8. diminution des capacités à penser, à se concentrer

9. pensées fréquentes reliées à la mort ou au suicide

Les périodes de vulnérabilité pouvant favoriser une dépression

La dépression peut se manifester tout au long de la vie et de façon préférentielle à des moments charnières tels que :

  • A l’annonce du diagnostic
  • Lors de la survenue d’un symptôme supplémentaire, en particulier lorsqu’il y a une éventuelle limitation à l’autonomie (comme en cas de perte de la marche) ; ou encore, lorsque certains aspects de la vie relationnelle et affective sont touchés.
  • Lors d’une orientation en milieu scolaire ou professionnel spécialisé
  • Lors d’une réorientation professionnelle.

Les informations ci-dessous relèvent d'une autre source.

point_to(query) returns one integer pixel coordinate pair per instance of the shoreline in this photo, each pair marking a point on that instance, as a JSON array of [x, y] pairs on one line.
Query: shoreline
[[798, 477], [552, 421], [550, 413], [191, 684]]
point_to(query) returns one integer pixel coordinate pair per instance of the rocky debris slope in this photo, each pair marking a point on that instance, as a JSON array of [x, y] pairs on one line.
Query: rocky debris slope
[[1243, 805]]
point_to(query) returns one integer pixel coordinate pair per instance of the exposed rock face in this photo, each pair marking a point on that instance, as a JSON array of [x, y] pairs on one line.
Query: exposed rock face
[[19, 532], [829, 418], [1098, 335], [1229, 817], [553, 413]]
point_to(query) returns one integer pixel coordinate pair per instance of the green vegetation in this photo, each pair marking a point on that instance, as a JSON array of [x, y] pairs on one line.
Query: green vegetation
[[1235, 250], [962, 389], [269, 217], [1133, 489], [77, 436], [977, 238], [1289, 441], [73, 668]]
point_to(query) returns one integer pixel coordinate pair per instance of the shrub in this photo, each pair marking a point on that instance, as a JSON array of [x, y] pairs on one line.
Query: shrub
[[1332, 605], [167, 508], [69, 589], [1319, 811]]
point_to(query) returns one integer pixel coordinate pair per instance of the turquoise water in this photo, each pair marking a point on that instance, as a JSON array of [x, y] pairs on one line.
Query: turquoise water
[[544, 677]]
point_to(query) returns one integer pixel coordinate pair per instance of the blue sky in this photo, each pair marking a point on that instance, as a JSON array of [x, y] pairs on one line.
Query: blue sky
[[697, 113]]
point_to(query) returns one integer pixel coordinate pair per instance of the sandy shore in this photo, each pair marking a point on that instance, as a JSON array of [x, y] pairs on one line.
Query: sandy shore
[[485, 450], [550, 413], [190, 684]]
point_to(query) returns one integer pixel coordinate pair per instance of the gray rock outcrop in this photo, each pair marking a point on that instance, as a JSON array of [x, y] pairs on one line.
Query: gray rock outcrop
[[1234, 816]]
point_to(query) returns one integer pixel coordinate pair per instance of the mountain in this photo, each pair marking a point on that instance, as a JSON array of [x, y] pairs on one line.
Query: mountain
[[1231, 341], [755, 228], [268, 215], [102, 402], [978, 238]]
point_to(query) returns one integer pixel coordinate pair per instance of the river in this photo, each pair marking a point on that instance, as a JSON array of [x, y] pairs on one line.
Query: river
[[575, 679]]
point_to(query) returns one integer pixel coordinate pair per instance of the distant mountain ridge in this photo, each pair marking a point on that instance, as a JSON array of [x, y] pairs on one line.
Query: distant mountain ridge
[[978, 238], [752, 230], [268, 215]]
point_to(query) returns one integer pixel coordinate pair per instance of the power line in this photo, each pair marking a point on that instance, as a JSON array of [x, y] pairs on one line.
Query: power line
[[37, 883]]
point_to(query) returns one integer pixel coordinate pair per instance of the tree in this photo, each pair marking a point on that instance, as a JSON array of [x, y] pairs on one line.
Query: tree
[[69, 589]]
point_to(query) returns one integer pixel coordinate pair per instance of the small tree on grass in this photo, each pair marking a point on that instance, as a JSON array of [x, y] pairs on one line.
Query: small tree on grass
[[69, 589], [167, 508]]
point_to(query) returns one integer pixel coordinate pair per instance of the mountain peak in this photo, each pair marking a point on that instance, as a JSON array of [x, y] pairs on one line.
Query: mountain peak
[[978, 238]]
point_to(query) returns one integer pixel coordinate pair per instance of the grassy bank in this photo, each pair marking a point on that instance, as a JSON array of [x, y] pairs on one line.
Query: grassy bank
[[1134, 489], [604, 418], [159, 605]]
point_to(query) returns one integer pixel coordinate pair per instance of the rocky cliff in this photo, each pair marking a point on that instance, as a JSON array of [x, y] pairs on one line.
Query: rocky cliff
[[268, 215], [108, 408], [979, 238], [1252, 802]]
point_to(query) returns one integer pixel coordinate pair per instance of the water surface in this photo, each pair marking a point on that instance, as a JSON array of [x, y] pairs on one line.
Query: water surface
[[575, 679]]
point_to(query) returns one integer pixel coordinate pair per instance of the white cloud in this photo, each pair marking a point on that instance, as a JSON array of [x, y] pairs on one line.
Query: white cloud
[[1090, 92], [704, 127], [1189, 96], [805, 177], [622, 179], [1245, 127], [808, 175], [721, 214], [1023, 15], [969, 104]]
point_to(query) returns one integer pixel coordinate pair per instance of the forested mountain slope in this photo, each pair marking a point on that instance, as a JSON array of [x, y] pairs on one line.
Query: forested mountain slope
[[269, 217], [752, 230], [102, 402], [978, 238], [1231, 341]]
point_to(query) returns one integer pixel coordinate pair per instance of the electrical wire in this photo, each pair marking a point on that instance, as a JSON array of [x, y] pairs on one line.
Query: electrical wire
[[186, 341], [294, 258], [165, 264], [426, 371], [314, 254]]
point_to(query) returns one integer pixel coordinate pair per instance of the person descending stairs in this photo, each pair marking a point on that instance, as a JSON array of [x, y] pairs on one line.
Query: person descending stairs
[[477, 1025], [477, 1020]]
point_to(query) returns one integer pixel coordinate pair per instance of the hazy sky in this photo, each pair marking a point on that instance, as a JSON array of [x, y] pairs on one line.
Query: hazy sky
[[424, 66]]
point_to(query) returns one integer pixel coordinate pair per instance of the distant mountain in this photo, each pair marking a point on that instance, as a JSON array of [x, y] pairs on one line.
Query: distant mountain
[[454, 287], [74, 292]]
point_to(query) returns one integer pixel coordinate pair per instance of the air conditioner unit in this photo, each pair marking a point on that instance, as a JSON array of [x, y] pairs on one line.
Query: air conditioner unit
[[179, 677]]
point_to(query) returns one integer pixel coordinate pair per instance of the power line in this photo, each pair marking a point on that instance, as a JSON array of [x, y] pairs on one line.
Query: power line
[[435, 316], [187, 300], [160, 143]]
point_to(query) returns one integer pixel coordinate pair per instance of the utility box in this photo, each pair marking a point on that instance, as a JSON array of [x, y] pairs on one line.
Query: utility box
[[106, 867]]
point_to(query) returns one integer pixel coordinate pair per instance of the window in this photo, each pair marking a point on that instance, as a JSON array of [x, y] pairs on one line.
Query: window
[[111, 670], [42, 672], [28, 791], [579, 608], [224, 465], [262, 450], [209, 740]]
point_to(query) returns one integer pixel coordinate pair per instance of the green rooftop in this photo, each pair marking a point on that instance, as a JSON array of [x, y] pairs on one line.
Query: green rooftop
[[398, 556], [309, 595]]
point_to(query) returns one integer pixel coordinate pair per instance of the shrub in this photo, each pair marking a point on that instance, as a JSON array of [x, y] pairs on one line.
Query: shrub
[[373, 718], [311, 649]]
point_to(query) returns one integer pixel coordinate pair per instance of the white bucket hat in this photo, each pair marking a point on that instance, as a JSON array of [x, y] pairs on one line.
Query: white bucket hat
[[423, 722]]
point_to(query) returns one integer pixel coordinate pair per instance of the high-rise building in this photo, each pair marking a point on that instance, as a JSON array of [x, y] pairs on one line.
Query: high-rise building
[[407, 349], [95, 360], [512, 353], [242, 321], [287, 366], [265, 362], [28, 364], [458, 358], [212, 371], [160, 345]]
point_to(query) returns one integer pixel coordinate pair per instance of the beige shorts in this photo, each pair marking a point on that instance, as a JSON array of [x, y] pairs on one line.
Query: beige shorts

Comment aider votre proche ?

L’aide relationnelle au quotidien

Vous pouvez, de votre place, améliorer significativement sa qualité de vie :

  • En l’incitant à continuer, lorsque cela est possible, les activités qui lui tiennent à cœur.
  • En ne banalisant jamais ce qu’il/elle vit  (par exemple « mais non tu n’es pas fatigué »), et en l’aidant à voir les choses sous un autre angle (« oui tu es fatigué, mais c’est formidable que tu aies pleinement profité de cette belle journée en allant faire le marché »)
  • En rassurant au mieux votre proche lorsqu’il exprime son mal-être.
  • En conservant toute votre énergie et en prenant du temps pour vous-même. Ceci est possible notamment grâce aux structures d’accueil temporaire ou aux services de répit qui accueilleront le malade et lui proposeront diverses sorties et vacances adaptées.
  • En évitant d’adopter une position sacrificielle face au proche dont vous vous occupez, vous en tirerez un grand bénéfice à la fois pour vous et pour votre proche : vous conserverez votre santé ainsi que les liens affectifs qui vous unissent. Pour votre proche malade, le fait de maintenir de bonnes relations familiales ou amicales aide énormément à son estime de soi et permet de renforcer son sentiment d’appartenance.
  • Si lors d’un épisode dépressif, votre proche broie du noir, il/elle peut avoir envie de laisser tomber les traitements médicamenteux ou non-médicamenteux suivis jusque-là : « je ne serai jamais guéri, ça ne sert à rien… ». De votre côté, vous devez, dans ces moments de découragement, insister sur les bienfaits apportés par la prise des médicaments et/ou des suivis thérapeutiques dont il bénéficie.

L’aide médicamenteuse

Une consultation médicale permettra de mettre en place un traitement médicamenteux comportant des antidépresseurs, ce qui influencera certainement positivement la qualité de vie de la personne souffrant de dystrophie myotonique.

 

L’accompagnement psychologique pour la personne atteinte ou pour son entourage

- Le recours à un soutien psychologique ou à une psychothérapie de soutien est fortement conseillé et peut aider la personne à se sentir mieux, voire à dépasser cet épisode dépressif.

- Les thérapies comportementales et cognitives sont fréquemment conseillées et constituent une bonne solution pour sortir de cet état dépressif et développer des pensées et des comportements positifs pour soi.

Il ne s’agit pas, bien entendu, de vous forcer vous-même, ou d‘obliger votre proche à entamer ou poursuivre un accompagnement psychologique si il/elle y est fortement opposé. Ce sont des aides ponctuelles lors de périodes difficiles qui peuvent s’étendre à moyen/long terme, en cas de besoin. Ces aides permettent aux personnes de faire face aux changements physiques ou socio-professionnels auxquels ils sont ou seront confrontés, tout en leur offrant un espace de réconfort, de réassurance et surtout, de partage de la souffrance vécue.